Many people on Espiritu Santo still rely on subsistence farming for their food. The villages on the island are mostly self-sufficient with their own vegetable gardens, chickens, and pigs. Taros and yams are commonly grown in these gardens, and these are mainstays of the local diet.

Espiritu Santo is home to a number of cattle farms (including the famous Belmol Cattle Project, originally established by French settlers), and the island exports much of its beef to Japan, Australia, and other Pacific countries.

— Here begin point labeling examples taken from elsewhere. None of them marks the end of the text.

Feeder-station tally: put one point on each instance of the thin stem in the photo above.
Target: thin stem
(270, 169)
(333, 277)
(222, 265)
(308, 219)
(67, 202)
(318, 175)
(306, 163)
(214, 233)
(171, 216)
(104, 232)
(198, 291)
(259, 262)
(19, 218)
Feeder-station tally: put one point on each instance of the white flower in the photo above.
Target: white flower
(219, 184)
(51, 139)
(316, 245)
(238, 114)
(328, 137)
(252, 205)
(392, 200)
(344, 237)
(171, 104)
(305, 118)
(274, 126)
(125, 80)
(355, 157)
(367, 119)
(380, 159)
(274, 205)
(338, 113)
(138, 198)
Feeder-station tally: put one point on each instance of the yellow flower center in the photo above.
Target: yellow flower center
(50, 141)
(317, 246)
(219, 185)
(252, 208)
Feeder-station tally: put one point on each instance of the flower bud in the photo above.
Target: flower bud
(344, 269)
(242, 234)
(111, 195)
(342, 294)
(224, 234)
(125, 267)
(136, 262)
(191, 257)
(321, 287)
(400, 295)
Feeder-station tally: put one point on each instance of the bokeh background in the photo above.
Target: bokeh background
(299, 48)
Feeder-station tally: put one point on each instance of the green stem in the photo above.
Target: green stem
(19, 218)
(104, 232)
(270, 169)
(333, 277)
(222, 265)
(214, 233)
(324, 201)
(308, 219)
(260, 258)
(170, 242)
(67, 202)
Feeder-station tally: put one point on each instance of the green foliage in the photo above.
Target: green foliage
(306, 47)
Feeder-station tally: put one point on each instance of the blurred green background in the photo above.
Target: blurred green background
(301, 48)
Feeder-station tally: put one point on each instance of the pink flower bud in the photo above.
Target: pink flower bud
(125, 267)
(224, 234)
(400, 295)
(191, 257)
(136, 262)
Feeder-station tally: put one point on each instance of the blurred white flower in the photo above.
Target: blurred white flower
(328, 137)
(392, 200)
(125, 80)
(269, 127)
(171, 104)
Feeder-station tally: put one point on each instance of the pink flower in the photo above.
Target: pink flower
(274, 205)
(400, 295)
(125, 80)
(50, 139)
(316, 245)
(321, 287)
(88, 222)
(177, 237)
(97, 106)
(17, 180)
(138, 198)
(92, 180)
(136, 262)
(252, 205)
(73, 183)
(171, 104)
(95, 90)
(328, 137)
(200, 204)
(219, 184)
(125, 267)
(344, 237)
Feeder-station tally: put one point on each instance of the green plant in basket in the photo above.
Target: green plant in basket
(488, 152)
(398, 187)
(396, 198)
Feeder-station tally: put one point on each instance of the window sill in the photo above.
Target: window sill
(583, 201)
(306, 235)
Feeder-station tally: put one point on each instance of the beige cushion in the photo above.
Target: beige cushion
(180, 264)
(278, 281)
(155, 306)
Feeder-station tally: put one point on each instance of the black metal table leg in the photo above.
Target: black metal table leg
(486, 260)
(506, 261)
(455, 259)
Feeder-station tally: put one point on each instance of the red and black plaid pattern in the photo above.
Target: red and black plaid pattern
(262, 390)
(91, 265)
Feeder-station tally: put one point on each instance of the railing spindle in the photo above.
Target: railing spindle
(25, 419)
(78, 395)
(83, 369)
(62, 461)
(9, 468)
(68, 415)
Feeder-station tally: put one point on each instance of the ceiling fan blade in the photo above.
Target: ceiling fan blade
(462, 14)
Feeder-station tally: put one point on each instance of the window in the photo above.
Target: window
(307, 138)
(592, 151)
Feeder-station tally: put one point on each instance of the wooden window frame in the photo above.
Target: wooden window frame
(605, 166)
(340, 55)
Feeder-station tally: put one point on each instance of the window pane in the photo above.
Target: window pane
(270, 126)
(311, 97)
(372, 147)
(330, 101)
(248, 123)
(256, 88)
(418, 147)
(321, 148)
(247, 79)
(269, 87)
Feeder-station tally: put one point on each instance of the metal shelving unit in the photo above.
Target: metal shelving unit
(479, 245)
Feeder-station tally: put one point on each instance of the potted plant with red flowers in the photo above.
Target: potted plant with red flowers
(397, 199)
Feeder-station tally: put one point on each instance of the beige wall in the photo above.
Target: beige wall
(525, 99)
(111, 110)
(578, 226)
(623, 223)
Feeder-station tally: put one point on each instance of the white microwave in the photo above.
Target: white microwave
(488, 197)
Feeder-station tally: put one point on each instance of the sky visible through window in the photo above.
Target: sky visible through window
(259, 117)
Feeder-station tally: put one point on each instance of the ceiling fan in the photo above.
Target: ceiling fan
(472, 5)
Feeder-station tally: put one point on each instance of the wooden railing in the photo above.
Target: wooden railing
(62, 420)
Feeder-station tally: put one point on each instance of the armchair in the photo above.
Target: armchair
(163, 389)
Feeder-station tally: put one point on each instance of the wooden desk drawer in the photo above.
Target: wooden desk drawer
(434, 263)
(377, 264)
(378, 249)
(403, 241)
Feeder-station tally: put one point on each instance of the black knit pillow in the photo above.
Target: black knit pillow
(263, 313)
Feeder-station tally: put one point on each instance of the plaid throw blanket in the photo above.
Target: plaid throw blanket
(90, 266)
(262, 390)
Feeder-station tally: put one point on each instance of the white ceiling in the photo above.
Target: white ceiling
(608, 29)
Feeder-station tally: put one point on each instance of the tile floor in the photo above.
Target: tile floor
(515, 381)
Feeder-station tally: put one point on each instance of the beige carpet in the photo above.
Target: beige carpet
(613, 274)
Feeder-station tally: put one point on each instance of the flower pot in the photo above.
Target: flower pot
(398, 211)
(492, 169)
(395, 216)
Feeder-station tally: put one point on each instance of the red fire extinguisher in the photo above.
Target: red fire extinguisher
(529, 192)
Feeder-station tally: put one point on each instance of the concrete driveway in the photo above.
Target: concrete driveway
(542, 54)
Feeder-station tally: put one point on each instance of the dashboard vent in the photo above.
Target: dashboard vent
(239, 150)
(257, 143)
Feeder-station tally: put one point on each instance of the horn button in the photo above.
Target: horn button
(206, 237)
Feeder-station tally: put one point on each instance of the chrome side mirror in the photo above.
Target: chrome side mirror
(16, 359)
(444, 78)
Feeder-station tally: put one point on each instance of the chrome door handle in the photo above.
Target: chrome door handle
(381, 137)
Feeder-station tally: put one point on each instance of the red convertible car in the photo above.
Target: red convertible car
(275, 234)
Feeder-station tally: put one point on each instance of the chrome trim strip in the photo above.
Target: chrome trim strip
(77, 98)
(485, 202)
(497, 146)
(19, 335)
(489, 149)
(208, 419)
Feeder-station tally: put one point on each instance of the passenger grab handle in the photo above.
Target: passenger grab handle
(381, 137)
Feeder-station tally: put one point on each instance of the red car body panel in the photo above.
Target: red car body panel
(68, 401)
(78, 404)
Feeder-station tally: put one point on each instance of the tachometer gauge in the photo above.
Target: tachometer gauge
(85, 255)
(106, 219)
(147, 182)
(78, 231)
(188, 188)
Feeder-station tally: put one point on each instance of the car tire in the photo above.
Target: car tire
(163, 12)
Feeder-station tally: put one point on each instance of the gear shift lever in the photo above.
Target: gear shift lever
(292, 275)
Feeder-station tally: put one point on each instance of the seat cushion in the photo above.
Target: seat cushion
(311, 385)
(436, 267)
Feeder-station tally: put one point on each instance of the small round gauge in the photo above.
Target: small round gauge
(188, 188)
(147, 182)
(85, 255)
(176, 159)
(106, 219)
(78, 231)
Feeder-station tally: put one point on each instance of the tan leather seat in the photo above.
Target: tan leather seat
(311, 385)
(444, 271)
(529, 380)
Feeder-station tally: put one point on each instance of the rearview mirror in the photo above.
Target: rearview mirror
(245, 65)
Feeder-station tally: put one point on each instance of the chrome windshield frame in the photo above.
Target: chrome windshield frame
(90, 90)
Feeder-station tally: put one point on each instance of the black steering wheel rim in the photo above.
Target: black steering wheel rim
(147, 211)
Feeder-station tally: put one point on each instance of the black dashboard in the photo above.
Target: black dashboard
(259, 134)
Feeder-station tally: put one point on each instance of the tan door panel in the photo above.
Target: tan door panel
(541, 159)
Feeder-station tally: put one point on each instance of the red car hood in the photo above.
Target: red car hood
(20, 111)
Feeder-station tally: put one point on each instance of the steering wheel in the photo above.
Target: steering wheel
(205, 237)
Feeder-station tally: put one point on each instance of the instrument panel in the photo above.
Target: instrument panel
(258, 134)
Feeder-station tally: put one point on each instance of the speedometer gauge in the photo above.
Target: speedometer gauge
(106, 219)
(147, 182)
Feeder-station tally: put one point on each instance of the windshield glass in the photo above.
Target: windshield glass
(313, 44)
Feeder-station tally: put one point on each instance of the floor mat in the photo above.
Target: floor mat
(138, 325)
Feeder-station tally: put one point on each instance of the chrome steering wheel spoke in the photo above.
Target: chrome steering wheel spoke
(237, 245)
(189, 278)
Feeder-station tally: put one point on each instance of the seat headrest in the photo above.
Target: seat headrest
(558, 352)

Besides beef, tinned fish, and rice bought in town, Espiritu Santo has many foods that locals take for granted, and that tourists enjoy as delicacies. Among these are sweet pineapples, mangoes, island cabbage, flying foxes, and coconut crab, as well as local nuts such as natapoa and the sweet fleshy-fruit called naos in Bislama, or great hog plum in English (a type of Spondias dulcis). There is a market in Luganville where local food such as yams, sweet potatoes, manioc, taro, cabbage, and other freshly grown island staples are sold. Some local handicrafts are also sold there. Several small supermarkets such as LCM, Unity Shell, and Au bon Marché sell groceries and many packaged goods.